Search code examples
pythonserversimplehttpserver

How does python's SimpleHTTPServer do_GET and do_POST functions work?


I've created the following little HTTP server for learning purposes:

import SimpleHTTPServer
import SocketServer

class ServerHandler(SimpleHTTPServer.SimpleHTTPRequestHandler):

    def do_GET(self):
        print(self.headers)
        SimpleHTTPServer.SimpleHTTPRequestHandler.do_GET(self)

    def do_POST(self):
        print(self.headers)
        form = cgi.FieldStorage(
            fp=self.rfile,
            headers=self.headers,
            environ={'REQUEST_METHOD':'POST',
                 'CONTENT_TYPE':self.headers['Content-Type'],

def main():
    port = 50738
    Handler = ServerHandler(1000)
    httpd = SocketServer.TCPServer(("192.168.X.Y", port), Handler)

    print "serving at port", port
    httpd.serve_forever()


if __name__ == "__main__":
    main()

My assumptions are as follows:

  • My class 'ServerHandler' extends the SimpleHTTPServer.SimpleHTTPRequestHandler class by two functions namely go_GET and do_POST
  • The main() function creates a server handler object and server socket bound to my I.P. address and port of choice, and invokes a function to serve/listen indefinitely.

Aside: I know by looking at the Python DOCs https://docs.python.org/2/library/simplehttpserver.html that SimpleHTTPServer.SimpleHTTPRequestHandler has a method called do_GET, which I assume gets overridden by the do_GET in my ServerHandler class?

Question: What is going on under the hood relating to do_GET and do_POST? Is it the case that once we have this server listening for HTTP "activity" directed towards a specific IP:PORT that it automatically know if an incoming signal is a GET or POST and as soon as one is encountered the server calls my do_GET or do_POST functions?


Solution

  • When you call SocketServer.TCPServer, you assign your Handler class as the class to receive incoming requests.

    All that the SimpleHTTPServer module has helped you with is providing the basic HTTP functionality, but you could write all of that yourself.

    So, as you say, when you define Handler, you are inheriting all the methods from the SimpleHTTPRequestHandler class, but then overriding two of the pre-defined methods: do_GET and do_POST. You could also override any other methods in the class.

    However, these do_* methods would never be called if it wasn't for the handle method defined in the SimpleHTTPRequestHandler as it is this function which is called by the socketserver module.

    So if you were to just inherit the socketserver.BaseRequestHandler, you would loose all functionality as this class' handle() method does nothing:

    class socketserver.BaseRequestHandler

    ...

    handle()

    This function must do all the work required to service a request.
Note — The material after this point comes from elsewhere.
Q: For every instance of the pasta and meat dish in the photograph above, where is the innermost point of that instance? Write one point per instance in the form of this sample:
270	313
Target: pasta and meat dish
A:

The default implementation does nothing. Several instance attributes are available to it; the request is available as self.request; the client address as self.client_address; and the server instance as self.server, in case it needs access to per-server information.

    ...

    So, by importing the SimpleHTTPRequestHandler from the SimpleHTTPServer module, you immediately get the basic functionality for a HTTP server.

    All this functionality is documented here, with an important bit on its handle method:

    class http.server.BaseHTTPRequestHandler(request, client_address, server)

    ...

    handle()

    Calls handle_one_request() once (or, if persistent connections are enabled, multiple times) to handle incoming HTTP requests. You should never need to override it; instead, implement appropriate do_*() methods.

    handle_one_request()

    This method will parse and dispatch the request to the appropriate do_*() method. You should never need to override it.

    ...

    So finally, after breaking down how the socketserver.TCPServer will call the handle() method for whatever class you pass it, we see how the SimpleHTTPRequestHandler implements this as passing the request onto the appropriate do_GET, do_POST or whatever method depending on the headers of the request.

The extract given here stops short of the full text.